This small enigmatic island 30 kilometers from the Jaffna Peninsula can only be reached upon passing the suckling current of the ‘meeting place of the unpredictable often forbidding seven seas’, and the lighthouse which allows one a glimpse of India, a stone’s throw away or so it seems bobbing along in a motor boat. Originally called ‘the island of cows’, it is an intriguing place with its classic old school tuck shops, old traditional fishing Quays, Buddhist temple ruins, its own legendary royal ruler King Vaidyarasan, credited with the ancient agricultural constructions, and a strange, bleak, windswept landscape that wild horses trot across daily. Some say these natural beauties came with the Portuguese and then bred into the wild herd you see wandering freely through out the island as if it were their own.
The ancient walls of the unusual ancestral homes are made of huge coral chunks that were once used as ballast for the trading ships and stones with simple Palmyra leaf fan fences given the island an idyllic feel. The architecture feels as if it has been hewn from nature and has a haunting beauty about it combined with its fascinating attractions such as the giant baobab tree, with its doorway-like opening that legendarily constricts like a shrinking room during storms. Is just one of many reasons to make this sometimes precarious journey to enjoy the spicy Jaffna food home stay style and see the Quindah Tower, the old stables, the ‘Devil’s Well’, which is the only fresh water source on the island.

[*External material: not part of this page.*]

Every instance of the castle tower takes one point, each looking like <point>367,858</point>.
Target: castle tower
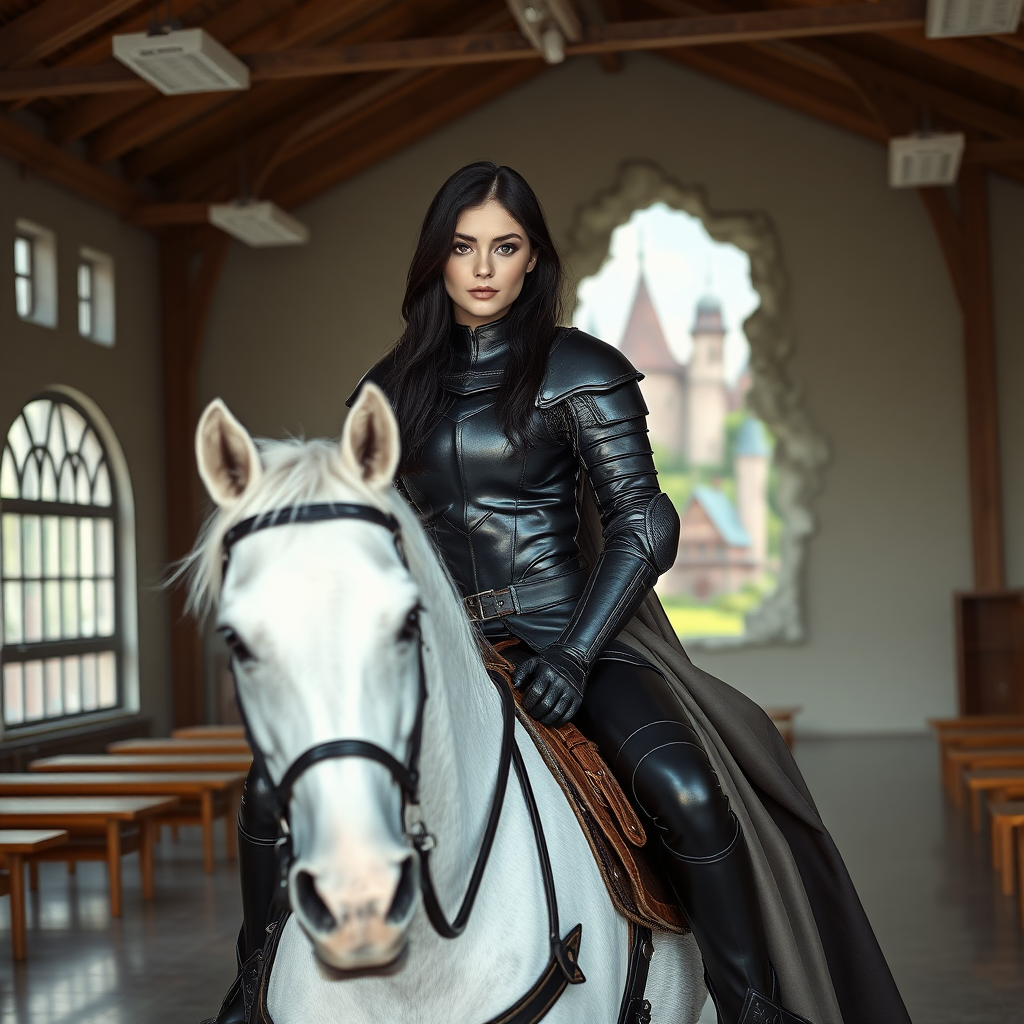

If you are of religious persuasion you can put money into the cracks of rocks with messages for good fortune that grow on religious ground and have resulted in more than a few wishes coming true. No trip whether saddled up to a wild pony or riding around the island on an old singer bike would be complete without seeing the remnants of the temple ruins from the Chola dynasty, which is yet another simply amazing feature of this incredibly historic island.